Type 1 diabetes (T1D) results from autoimmune destruction of the insulin-producing beta cells of the pancreas. The cells that orchestrate this attack are immune cells, namely antigen presenting cells (APCs) and T cells. APCs constantly surveil the body by taking up proteins, presenting them to T cells and providing signals to T cells that instruct it on how to react to the protein. If a T cell recognizes the protein, but the APC signals that it is safe and does not need to be dealt with, a T cell will ignore that protein. In contrast, if a T cell recognizes the protein, and the APC signals that it is a threat, the T cell will mount an attack on anything containing that protein. In the case of T1D, T cells inappropriately attack proteins found in beta cells, resulting in their destruction, the loss of insulin, and consequently the loss of blood sugar control.

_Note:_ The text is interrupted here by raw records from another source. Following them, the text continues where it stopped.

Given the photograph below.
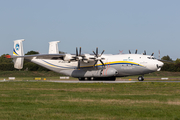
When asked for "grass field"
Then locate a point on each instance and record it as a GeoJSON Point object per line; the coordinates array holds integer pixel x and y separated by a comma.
{"type": "Point", "coordinates": [50, 75]}
{"type": "Point", "coordinates": [55, 101]}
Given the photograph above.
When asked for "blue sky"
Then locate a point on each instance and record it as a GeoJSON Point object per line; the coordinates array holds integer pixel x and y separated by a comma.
{"type": "Point", "coordinates": [111, 25]}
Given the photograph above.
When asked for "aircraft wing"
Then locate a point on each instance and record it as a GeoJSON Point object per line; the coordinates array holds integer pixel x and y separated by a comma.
{"type": "Point", "coordinates": [39, 56]}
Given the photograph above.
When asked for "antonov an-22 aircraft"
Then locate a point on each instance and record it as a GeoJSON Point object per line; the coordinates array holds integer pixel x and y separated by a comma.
{"type": "Point", "coordinates": [89, 66]}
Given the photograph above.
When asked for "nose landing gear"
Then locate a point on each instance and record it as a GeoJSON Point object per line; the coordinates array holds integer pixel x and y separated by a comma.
{"type": "Point", "coordinates": [140, 78]}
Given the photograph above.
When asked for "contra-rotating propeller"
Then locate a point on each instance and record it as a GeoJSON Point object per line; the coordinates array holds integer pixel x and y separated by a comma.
{"type": "Point", "coordinates": [78, 57]}
{"type": "Point", "coordinates": [98, 57]}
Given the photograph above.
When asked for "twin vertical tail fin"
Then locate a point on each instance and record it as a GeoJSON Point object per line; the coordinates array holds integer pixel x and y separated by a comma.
{"type": "Point", "coordinates": [18, 51]}
{"type": "Point", "coordinates": [53, 47]}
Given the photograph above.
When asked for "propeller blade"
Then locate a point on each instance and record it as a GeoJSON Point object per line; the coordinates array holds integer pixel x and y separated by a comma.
{"type": "Point", "coordinates": [78, 64]}
{"type": "Point", "coordinates": [102, 62]}
{"type": "Point", "coordinates": [144, 53]}
{"type": "Point", "coordinates": [95, 63]}
{"type": "Point", "coordinates": [76, 51]}
{"type": "Point", "coordinates": [136, 51]}
{"type": "Point", "coordinates": [97, 52]}
{"type": "Point", "coordinates": [102, 52]}
{"type": "Point", "coordinates": [152, 54]}
{"type": "Point", "coordinates": [94, 53]}
{"type": "Point", "coordinates": [80, 51]}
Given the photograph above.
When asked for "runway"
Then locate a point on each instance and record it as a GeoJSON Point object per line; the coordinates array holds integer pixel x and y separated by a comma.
{"type": "Point", "coordinates": [71, 81]}
{"type": "Point", "coordinates": [76, 81]}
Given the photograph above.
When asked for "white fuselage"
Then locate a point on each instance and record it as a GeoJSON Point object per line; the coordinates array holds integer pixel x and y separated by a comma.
{"type": "Point", "coordinates": [125, 64]}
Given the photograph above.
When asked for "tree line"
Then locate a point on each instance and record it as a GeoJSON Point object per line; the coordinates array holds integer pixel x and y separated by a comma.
{"type": "Point", "coordinates": [8, 65]}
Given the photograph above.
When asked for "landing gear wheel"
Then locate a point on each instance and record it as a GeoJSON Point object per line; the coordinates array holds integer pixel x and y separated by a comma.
{"type": "Point", "coordinates": [140, 78]}
{"type": "Point", "coordinates": [81, 79]}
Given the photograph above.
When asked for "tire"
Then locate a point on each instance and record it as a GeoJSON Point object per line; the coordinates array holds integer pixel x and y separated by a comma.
{"type": "Point", "coordinates": [81, 79]}
{"type": "Point", "coordinates": [140, 78]}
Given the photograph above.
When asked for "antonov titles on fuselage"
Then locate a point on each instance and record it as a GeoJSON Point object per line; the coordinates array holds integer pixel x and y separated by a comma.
{"type": "Point", "coordinates": [88, 66]}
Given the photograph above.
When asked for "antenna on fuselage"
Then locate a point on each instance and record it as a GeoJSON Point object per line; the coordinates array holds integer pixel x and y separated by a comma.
{"type": "Point", "coordinates": [144, 52]}
{"type": "Point", "coordinates": [152, 54]}
{"type": "Point", "coordinates": [136, 51]}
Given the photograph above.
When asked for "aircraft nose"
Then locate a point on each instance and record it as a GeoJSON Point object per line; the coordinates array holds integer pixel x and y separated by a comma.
{"type": "Point", "coordinates": [159, 65]}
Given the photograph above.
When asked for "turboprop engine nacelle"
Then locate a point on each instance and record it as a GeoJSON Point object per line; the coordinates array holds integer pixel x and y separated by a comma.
{"type": "Point", "coordinates": [108, 72]}
{"type": "Point", "coordinates": [68, 57]}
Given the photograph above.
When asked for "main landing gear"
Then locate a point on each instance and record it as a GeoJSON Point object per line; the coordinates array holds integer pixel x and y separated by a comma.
{"type": "Point", "coordinates": [140, 78]}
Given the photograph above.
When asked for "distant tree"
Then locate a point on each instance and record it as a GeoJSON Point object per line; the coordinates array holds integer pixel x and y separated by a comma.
{"type": "Point", "coordinates": [3, 59]}
{"type": "Point", "coordinates": [61, 52]}
{"type": "Point", "coordinates": [31, 52]}
{"type": "Point", "coordinates": [167, 58]}
{"type": "Point", "coordinates": [177, 61]}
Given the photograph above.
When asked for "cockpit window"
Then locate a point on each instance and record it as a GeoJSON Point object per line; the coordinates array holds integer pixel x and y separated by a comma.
{"type": "Point", "coordinates": [151, 57]}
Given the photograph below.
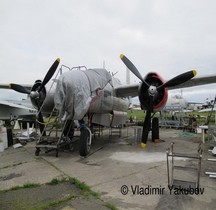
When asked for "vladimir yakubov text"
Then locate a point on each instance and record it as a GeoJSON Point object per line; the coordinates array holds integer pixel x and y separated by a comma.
{"type": "Point", "coordinates": [150, 190]}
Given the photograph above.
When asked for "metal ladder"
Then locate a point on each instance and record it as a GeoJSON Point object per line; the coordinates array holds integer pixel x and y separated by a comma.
{"type": "Point", "coordinates": [171, 167]}
{"type": "Point", "coordinates": [58, 134]}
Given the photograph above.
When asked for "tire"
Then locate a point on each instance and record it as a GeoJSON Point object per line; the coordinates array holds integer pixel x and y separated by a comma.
{"type": "Point", "coordinates": [85, 142]}
{"type": "Point", "coordinates": [155, 129]}
{"type": "Point", "coordinates": [69, 129]}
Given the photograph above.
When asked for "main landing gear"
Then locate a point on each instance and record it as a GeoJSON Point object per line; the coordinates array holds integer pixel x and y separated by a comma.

Finding a way to stop T cells from attacking beta-cells would treat the underlying cause of T1D.
Our research aims to use a new and innovative technology to precisely stop the inappropriate immune attack of beta cells, without shutting down other important immune functions. Our technology uses lipid nanoparticles, which are essentially droplets of fat, that can shuttle signals through the blood and directly to APCs which can then re-educate T cells. Two signals inside the lipid nanoparticle are needed for this re-education: 1) mRNA that encodes beta-cell proteins and 2) molecules that act as immune stop signals. APCs take up these lipid nanoparticles following an injection, and present both the expressed beta-cell protein and the stop signals simultaneously to offending T cells. This instructs the T cells to stop attacking beta-cell proteins, but does not impact T cells that respond to other types of foreign and dangerous proteins, like virus particles.
Our early research has shown that our lipid nanoparticle works in mouse models of T1D, effectively stopping their immune system from attacking beta cells and preventing diabetes. This research proposal will further refine this lipid nanoparticle technology, bringing us closer to testing in clinical trials and our ultimate goal of developing a treatment that prevent or reverse the inappropriate autoimmune attack and improve the lives of people living with T1D.

Anticipated Outcome

In this research project we will test key design parameters of our multi-cargo lipid nanoparticle to maximize its efficacy with the goal of refining the formulation to test in clinical trials. We will test parameters related to antigen design, immune-modulating drug composition, and dosing regimen. In addition, while we have shown that we can prevent autoimmunity in a mouse model of T1D, this research will test whether we can reverse autoimmunity in mice with established diabetes. At the end of this research project, we anticipate having a refined and optimized lipid nanoparticle formulation, that is effective in both preventing and reversing autoimmunity in a robust and durable manner. This work will support and accelerate efforts toward clinical trials in T1D.

Relevance to T1D

The field has long been trying to solve the challenge of stopping beta cell autoimmunity in T1D without broad immune suppression. The current research proposal will optimize a new mRNA lipid nanoparticle-enabled therapeutic strategy that effectively prevents autoimmunity in a mouse model of T1D, with the goal of translating this research to clinical trials in people. This could potentially result in a first of its kind curative therapeutic, that can safely and effectively treat or prevent autoimmune-attack of beta cells and ultimately improve the lives of people at risk of or living with T1D.